I’m finding the contentedness of a person who is finally finding her footing. I’m realizing that I may cry because it is cold (word from the wise: tears streaming down your face only makes you colder), but I’m focusing on those moments that are wonderful. Like finding a wine store across the street, or walking to work in 15 minutes, creating an inviting home with a wonderful roommate (of whom I met online), or buying winter boots that make the snow less scary…

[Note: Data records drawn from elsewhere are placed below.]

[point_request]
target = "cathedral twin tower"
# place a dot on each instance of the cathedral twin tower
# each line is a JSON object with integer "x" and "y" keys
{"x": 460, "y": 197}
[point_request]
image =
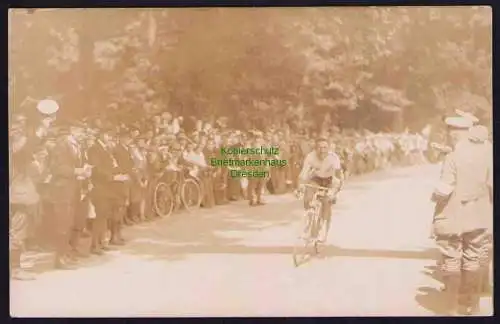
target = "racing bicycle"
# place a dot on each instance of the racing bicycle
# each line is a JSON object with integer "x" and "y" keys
{"x": 313, "y": 223}
{"x": 177, "y": 188}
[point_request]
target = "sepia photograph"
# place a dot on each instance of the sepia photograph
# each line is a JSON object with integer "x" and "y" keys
{"x": 251, "y": 162}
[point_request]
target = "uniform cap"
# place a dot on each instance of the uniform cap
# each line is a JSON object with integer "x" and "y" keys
{"x": 478, "y": 133}
{"x": 467, "y": 115}
{"x": 459, "y": 122}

But just when you think life feels all sorted… love gets in the way, or maybe it was like; regardless it happened (retrospectively) in the best kind of way. This evening, I read this, and it just felt right:
Sometimes the rug getting ripped out from underneath you is the best thing that can happen to you. It keeps you grounded. It makes you appreciate what you have. It also gives you a heavy dose of humility. So if I had one piece of advice, it’s to love as hard as you can. Give today everything you have. It’s better to feel worn out at the end of the day from being the best person you possibly could have been than calling in for a mediocre day – via The Better Man Project
And so, with humility of someone who has had my fair share of rugs getting ripped out from under me: I come at life giving everything I have. I’m shaking off mediocrity and finding the pure joy in, well, this life I have created.
The everyday is great like that.
I am tired. I realised this as I was having lunch with a friend. She pointed it out.
And I told her, “I am still scared.”
Today, Twizzlers came from the parents. And she said, “at least there were Twizzlers.” I shared them with joy.
And yesterday, I drank deeply of a cappuccino.
But whats weird? I am still happy. I am not falling into a pit of despair.
I am at a place where my happiness isn’t based on circumstance but rather purpose.
I have found my purpose, my calling. And there are moments when I laugh, and forget the fear and remember the purpose. It’s what drives me.
The fear? It’s not taking over. I mean, it’s there… at the pit of my stomach, the edges of my subconscious. But I push forward by admitting the fear – I loudly acknowledge it. And then I laugh over dinner with friends; warm fires with wine. And I purposely get through my list of tasks. Happily knowing that this isn’t my forever, and that today I can trust that my purpose is bigger than my fear.